He expressed his views after new guidance was issued in England yesterday to clarify where prosecutions would be undertaken in such situations - and where it would not be appropriate.

Independent MSP Margo MacDonald is currently consulting on Bill that would change the law in Scotland to make it legal to help someone bring about their own death.

She asked Mr Salmond during First Minister`s Questions today if accepted that the issue should be dealt with in Parliament - and if he would back a free vote on the issue.

The First Minister said he accepted it was “properly a matter” for MSPs at Holyrood.

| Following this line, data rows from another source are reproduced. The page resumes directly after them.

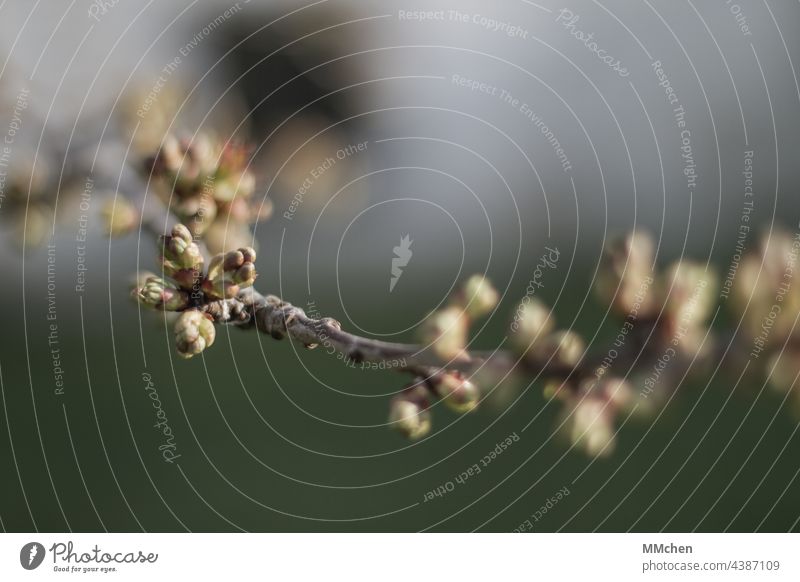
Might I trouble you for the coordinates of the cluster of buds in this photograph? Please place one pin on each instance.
(672, 305)
(446, 331)
(410, 411)
(767, 298)
(680, 298)
(185, 289)
(209, 187)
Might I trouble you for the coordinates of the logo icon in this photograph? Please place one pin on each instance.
(31, 555)
(402, 257)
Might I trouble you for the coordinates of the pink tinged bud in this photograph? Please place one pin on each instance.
(692, 294)
(230, 272)
(784, 368)
(194, 332)
(562, 348)
(179, 252)
(458, 393)
(409, 413)
(532, 322)
(625, 275)
(158, 294)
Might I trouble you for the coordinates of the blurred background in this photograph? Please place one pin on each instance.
(484, 131)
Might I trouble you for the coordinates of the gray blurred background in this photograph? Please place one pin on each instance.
(446, 109)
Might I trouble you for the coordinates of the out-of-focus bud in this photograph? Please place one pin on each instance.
(230, 272)
(589, 426)
(158, 294)
(458, 393)
(763, 279)
(181, 257)
(532, 322)
(187, 161)
(619, 393)
(562, 348)
(409, 413)
(624, 277)
(446, 332)
(32, 226)
(197, 212)
(120, 217)
(478, 297)
(169, 158)
(194, 332)
(692, 295)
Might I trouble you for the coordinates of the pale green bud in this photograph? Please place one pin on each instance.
(458, 393)
(229, 273)
(158, 294)
(625, 274)
(194, 332)
(562, 348)
(532, 322)
(409, 413)
(478, 297)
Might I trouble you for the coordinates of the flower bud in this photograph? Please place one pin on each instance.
(181, 257)
(783, 368)
(446, 332)
(230, 272)
(458, 393)
(158, 294)
(532, 322)
(409, 413)
(194, 332)
(179, 251)
(120, 217)
(692, 294)
(478, 297)
(624, 276)
(562, 348)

But he added: “I have to say to Margo MacDonald, as she well knows, on a personal level, I am not convinced by the arguments she has put forward.”

Mr Salmond added there was no offence of assisted suicide in Scotland and the country’s head prosecutor, the Lord Advocate, would not be issuing guidance similar to that south of the Border.

However, Scots in this situation could find themselves prosecuted under culpable homicide.

More than 100 Britons have ended their lives at the Dignitas clinic in Switzerland but in England, until yesterday, friends or relatives who accompany them have not known if they would face prosecution.

The guidance came about after Debbie Purdy, from Undercliffe, in Bradford, West Yorkshire, who wanted to know what would happen to her Cuban husband, Omar Puente, if he helped her travel abroad to end her life, took her case to the law lords.